La commission sur les dysfonctionnements de la justice dans l'affaire d'Outreau (2005), créée à l'Assemblée nationale pour faire la lumière sur un fiasco judiciaire, confirme l'intérêt des citoyens pour les séances d'auditions. Diffusés en direct par La Chaîne parlementaire (LCP), récemment formée, les débats menés au sein de la commission sont suivis par des millions de téléspectateurs. Les parlementaires perçoivent alors positivement le nouveau "pouvoir" dont ils disposent : celui de mettre au jour les dysfonctionnements dans les processus de décision et de demander des comptes en public. À bien des égards, les élus retrouvent avec la commission d'enquête un pouvoir de contrôle effectif qu'ils n'ont jamais pu récupérer dans la fonction de législation.

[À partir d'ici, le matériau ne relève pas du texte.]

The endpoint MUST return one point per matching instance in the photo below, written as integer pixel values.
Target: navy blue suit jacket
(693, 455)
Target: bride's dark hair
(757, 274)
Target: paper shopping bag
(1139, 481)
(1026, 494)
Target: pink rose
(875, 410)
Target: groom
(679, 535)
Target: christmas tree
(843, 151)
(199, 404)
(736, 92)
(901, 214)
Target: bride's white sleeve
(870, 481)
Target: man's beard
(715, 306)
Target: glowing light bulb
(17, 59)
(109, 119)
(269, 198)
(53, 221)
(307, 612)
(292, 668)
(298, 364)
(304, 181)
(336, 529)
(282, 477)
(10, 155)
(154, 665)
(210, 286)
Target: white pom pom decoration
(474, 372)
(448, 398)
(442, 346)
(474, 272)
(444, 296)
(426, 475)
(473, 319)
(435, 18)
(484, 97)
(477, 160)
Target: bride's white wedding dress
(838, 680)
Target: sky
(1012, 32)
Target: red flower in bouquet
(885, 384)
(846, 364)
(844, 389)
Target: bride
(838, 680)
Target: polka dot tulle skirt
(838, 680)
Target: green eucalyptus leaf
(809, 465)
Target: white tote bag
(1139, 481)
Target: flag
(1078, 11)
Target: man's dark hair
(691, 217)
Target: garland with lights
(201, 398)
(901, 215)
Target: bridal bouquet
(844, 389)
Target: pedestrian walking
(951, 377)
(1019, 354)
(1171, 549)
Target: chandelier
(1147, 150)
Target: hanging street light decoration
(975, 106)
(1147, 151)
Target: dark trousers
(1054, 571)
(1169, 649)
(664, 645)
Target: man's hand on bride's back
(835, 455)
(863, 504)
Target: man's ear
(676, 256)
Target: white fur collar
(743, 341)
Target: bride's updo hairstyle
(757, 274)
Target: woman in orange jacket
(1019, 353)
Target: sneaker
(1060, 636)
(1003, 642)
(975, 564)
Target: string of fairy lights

La constitutionnalisation de 2008
La réforme du 23 juillet 2008 visant à moderniser les institutions vient donner un fondement constitutionnel aux commissions d'enquête. Le nouvel article 51-2 de la Constitution dispose : "Pour l'exercice des missions de contrôle et d'évaluation définies au premier alinéa de l'article 24, des commissions d'enquête peuvent être créées au sein de chaque assemblée pour recueillir, dans les conditions prévues par la loi, des éléments d'information […]". Dans le même temps, cette reconnaissance constitutionnelle a pour finalité d'attribuer des droits spécifiques aux groupes d'opposition ainsi qu'aux groupes minoritaires de chaque assemblée (article 51-1 de la Constitution). En ce sens, l'article 141 du règlement de l'Assemblée nationale énonce que "chaque président de groupe d'opposition ou de groupe minoritaire obtient, de droit, une fois par session ordinaire, […] la création d'une commission d'enquête […]". Ce "droit de tirage" reste soumis au respect des règles posées par l'ordonnance du 17 novembre 1958, relative au fonctionnement des assemblées parlementaires, et contrôlées par la commission permanente compétente. Mais le formalisme pour solliciter et mettre en place une commission d'enquête s'est assoupli. Il n'est plus nécessaire d'organiser un vote en hémicycle et, désormais, la majorité ne s'oppose plus aux demandes des groupes d'opposition sauf si un motif objectif sérieux le justifie.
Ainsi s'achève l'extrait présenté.